Though the Pixel 2 XL only has a single 12MP rear camera, it could still dazzle us. Last year’s Pixel came with the highest DxOMark score for a smartphone camera at the time, and the new camera sets the bar for smartphone cameras even higher. While it only has the one rear camera, it includes optical and electronic image stabilization, and thanks to dual pixel technology and Google's AI, it can create a portrait effect like dual-lens cameras do.
For selfie-lover, the Galaxy Note 8 has a sharp 8MP front-facing camera, and the Pixel 2 XL keeps up with its own 8MP selfie shooter that features the same portrait mode as the rear camera.
It’s worth noting that both phones have special image recognition software. Google Lens will help the Pixel 2 XL identify camera subjects and can pull in Google Assistant to get more information about the photo, add it to a calendar, or more. It can even translate text. The Note 8 comes with Samsung’s Bixby personal assistant that can recognize imagery, but it’s not yet quite as smart as Google’s AI.
Size comes at a price, and so does design. The Galaxy Note 8 starts at a painful US$929/AU$1499, making it one of the most expensive smartphones coming from a non-niche manufacturer. The Pixel 2 XL doesn’t come all that much cheaper, with a starting price of US$849/AU$1,399 (for a limited time, that includes a free Google Home Mini, at least in the US).
The price difference between the Galaxy S8 and Pixel 2 was a bit more of an even match because discounts and buy-one-get-one deals frequently make the Galaxy S8 more affordable than its list price suggests. However, both the Note 8 and Pixel 2 XL are still firmly on this side of new, and tangible discounts will be hard to find.
It’s hard to say one phone of these two wins in the price war though, as that $80 extra for the Note 8 comes with an S Pen, curved glass display, headphone jack, 2GB of extra RAM, better water-resistance, a second camera, a heart rate sensor and an even bigger and high-resolution display.
So, while the Pixel 2 XL costs US$80 less, it also costs the loss of a lot of extra goodies.
The competition between the Note 8 and Pixel 2 XL is a little tougher to call than the one between the Galaxy S8 and Pixel 2.

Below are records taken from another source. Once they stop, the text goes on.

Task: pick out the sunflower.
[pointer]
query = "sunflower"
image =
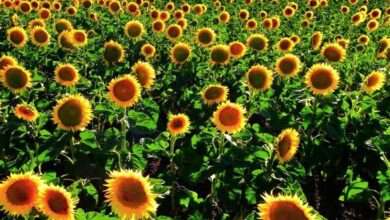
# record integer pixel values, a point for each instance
(113, 52)
(26, 112)
(180, 53)
(174, 32)
(19, 193)
(66, 75)
(17, 36)
(287, 144)
(237, 49)
(285, 45)
(56, 203)
(374, 81)
(322, 79)
(284, 207)
(214, 94)
(229, 117)
(219, 54)
(15, 78)
(72, 113)
(134, 30)
(39, 36)
(258, 42)
(124, 91)
(205, 37)
(178, 124)
(7, 61)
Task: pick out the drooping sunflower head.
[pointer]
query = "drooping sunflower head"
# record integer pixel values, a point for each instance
(287, 144)
(17, 36)
(113, 52)
(237, 49)
(130, 195)
(322, 79)
(229, 117)
(214, 94)
(72, 113)
(15, 78)
(26, 112)
(178, 124)
(284, 207)
(180, 53)
(333, 52)
(56, 203)
(134, 30)
(205, 37)
(124, 91)
(219, 54)
(19, 193)
(288, 66)
(259, 78)
(374, 81)
(66, 75)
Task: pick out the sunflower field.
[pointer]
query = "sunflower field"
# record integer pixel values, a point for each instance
(196, 109)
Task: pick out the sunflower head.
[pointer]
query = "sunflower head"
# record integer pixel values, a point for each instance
(214, 94)
(322, 79)
(72, 113)
(130, 195)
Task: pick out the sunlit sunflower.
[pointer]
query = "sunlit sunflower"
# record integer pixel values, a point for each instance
(19, 193)
(288, 66)
(322, 79)
(15, 78)
(178, 124)
(180, 53)
(374, 81)
(130, 195)
(214, 94)
(284, 207)
(134, 30)
(26, 112)
(287, 144)
(237, 49)
(66, 75)
(72, 113)
(56, 203)
(113, 52)
(333, 52)
(17, 36)
(205, 37)
(124, 91)
(229, 117)
(219, 54)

In terms of the hardware and software working together, it seems like the Pixel 2 XL might gain the advantage thanks to Google Assistant and Android 8.0 Oreo. But, the Note 8's extra 2GB of RAM and S Pen capabilities could even the score.
Until we test the cameras, it's also tough to say which phone has the better camera. DxOMark clearly puts the Google Pixel 2 XL at the top of the pack, but the Galaxy Note 8 camera offers incredibly photography.
Both phones also offer displays that should be so sharp it's hard to spot a difference. The difference between an AMOLED display in the Note 8 and pOLED display in the Pixel 2 XL will be interesting to see, but it's too early to say if one beats the other.
The Pixel 2 XL does look a little more modern than its smaller sibling, but the Note 8 has a more striking design thanks to the curved display, so we still give it the lead aesthetic.
Until we can review the Pixel 2 XL, this race is too close to call.